Bug #61553
cephadm does not honor container_image default value
0%
Description
Already posted this on ceph-users@ceph.io:
Redeploying a container image (tested with alertmanager) after removing a custom `mgr/cephadm/container_image_alertmanager` value, deploys the previous container image and not the default container image.
I'm running `cephadm` from ubuntu 22.04 pkg 17.2.5-0ubuntu0.22.04.3 and `ceph` version 17.2.6.
Here is an example.
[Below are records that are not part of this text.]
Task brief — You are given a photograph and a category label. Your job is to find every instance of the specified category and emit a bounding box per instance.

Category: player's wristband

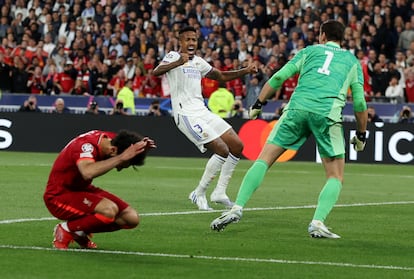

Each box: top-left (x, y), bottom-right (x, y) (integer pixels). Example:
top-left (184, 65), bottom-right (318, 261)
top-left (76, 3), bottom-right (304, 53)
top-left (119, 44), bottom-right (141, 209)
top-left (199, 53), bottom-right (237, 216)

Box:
top-left (252, 99), bottom-right (267, 110)
top-left (355, 131), bottom-right (367, 142)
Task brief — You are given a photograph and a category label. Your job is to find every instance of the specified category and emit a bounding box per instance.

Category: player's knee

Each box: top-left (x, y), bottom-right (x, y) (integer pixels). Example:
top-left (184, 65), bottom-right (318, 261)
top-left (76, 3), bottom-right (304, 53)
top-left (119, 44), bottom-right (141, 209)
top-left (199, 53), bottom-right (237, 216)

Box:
top-left (122, 209), bottom-right (140, 229)
top-left (95, 199), bottom-right (119, 219)
top-left (230, 140), bottom-right (244, 157)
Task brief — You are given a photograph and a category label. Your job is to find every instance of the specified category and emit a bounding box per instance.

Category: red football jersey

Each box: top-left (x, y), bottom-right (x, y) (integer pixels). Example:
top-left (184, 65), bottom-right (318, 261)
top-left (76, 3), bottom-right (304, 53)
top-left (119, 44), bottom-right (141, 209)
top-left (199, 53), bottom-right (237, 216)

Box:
top-left (45, 130), bottom-right (115, 199)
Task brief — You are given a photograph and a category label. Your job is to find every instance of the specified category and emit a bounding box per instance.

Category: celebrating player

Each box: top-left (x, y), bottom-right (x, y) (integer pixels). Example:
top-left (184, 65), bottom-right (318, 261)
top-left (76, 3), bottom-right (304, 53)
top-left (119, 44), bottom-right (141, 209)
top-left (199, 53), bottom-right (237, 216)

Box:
top-left (210, 20), bottom-right (368, 238)
top-left (43, 130), bottom-right (156, 249)
top-left (153, 26), bottom-right (257, 210)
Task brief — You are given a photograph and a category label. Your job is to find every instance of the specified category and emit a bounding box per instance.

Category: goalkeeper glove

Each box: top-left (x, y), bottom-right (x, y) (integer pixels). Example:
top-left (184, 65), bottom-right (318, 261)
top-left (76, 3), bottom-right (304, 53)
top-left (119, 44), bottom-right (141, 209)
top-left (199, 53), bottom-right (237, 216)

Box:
top-left (351, 131), bottom-right (366, 151)
top-left (249, 99), bottom-right (267, 119)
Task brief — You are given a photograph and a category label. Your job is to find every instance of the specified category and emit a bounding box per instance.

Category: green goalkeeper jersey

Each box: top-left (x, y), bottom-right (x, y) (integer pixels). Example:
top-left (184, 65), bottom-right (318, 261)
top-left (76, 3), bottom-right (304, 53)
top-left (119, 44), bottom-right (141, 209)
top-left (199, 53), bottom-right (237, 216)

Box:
top-left (269, 42), bottom-right (366, 121)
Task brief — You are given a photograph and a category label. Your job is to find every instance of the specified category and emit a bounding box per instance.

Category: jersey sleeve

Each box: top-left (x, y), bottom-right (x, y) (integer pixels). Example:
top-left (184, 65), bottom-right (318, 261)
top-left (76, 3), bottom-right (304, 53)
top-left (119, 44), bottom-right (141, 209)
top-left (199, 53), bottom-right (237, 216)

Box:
top-left (194, 56), bottom-right (213, 77)
top-left (161, 51), bottom-right (180, 64)
top-left (350, 61), bottom-right (367, 112)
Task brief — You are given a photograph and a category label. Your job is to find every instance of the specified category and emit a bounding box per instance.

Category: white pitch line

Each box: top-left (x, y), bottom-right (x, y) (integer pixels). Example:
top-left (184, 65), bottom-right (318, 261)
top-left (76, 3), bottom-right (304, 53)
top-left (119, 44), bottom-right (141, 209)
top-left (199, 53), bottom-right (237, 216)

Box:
top-left (0, 201), bottom-right (414, 225)
top-left (0, 245), bottom-right (414, 271)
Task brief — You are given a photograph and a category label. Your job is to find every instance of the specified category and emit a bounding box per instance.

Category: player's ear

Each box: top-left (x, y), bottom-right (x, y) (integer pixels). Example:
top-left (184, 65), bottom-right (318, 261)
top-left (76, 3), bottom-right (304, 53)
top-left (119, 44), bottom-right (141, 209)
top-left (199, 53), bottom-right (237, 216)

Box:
top-left (109, 145), bottom-right (118, 157)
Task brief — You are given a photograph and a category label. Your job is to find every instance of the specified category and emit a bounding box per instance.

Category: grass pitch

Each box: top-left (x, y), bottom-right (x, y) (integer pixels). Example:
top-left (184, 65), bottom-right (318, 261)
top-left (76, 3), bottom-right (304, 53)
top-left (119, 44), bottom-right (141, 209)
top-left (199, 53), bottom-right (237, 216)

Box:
top-left (0, 151), bottom-right (414, 279)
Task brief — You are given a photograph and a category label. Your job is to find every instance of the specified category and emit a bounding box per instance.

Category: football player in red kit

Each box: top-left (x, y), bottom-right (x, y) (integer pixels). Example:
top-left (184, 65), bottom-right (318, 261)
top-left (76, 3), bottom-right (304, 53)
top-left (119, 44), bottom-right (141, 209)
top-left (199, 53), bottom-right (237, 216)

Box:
top-left (43, 130), bottom-right (156, 249)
Node clrz20-08 is the node altermanager is running on, clrz20-01 the node I'm controlling ceph from:
- Get alertmanager version
root@clrz20-08:~# cephadm ls | jq '.[] | select(.service_name == "alertmanager")| .container_image_name' "quay.io/prometheus/alertmanager:v0.23.0"
- Set alertmanager image
root@clrz20-01:~# ceph config set mgr mgr/cephadm/container_image_alertmanager quay.io/prometheus/alertmanager root@clrz20-01:~# ceph config get mgr mgr/cephadm/container_image_alertmanager quay.io/prometheus/alertmanager
- redeploy altermanager
root@clrz20-01:~# ceph orch redeploy alertmanager Scheduled to redeploy alertmanager.clrz20-08 on host 'clrz20-08'
- Get alertmanager version
root@clrz20-08:~# cephadm ls | jq '.[] | select(.service_name == "alertmanager")| .container_image_name' "quay.io/prometheus/alertmanager:latest"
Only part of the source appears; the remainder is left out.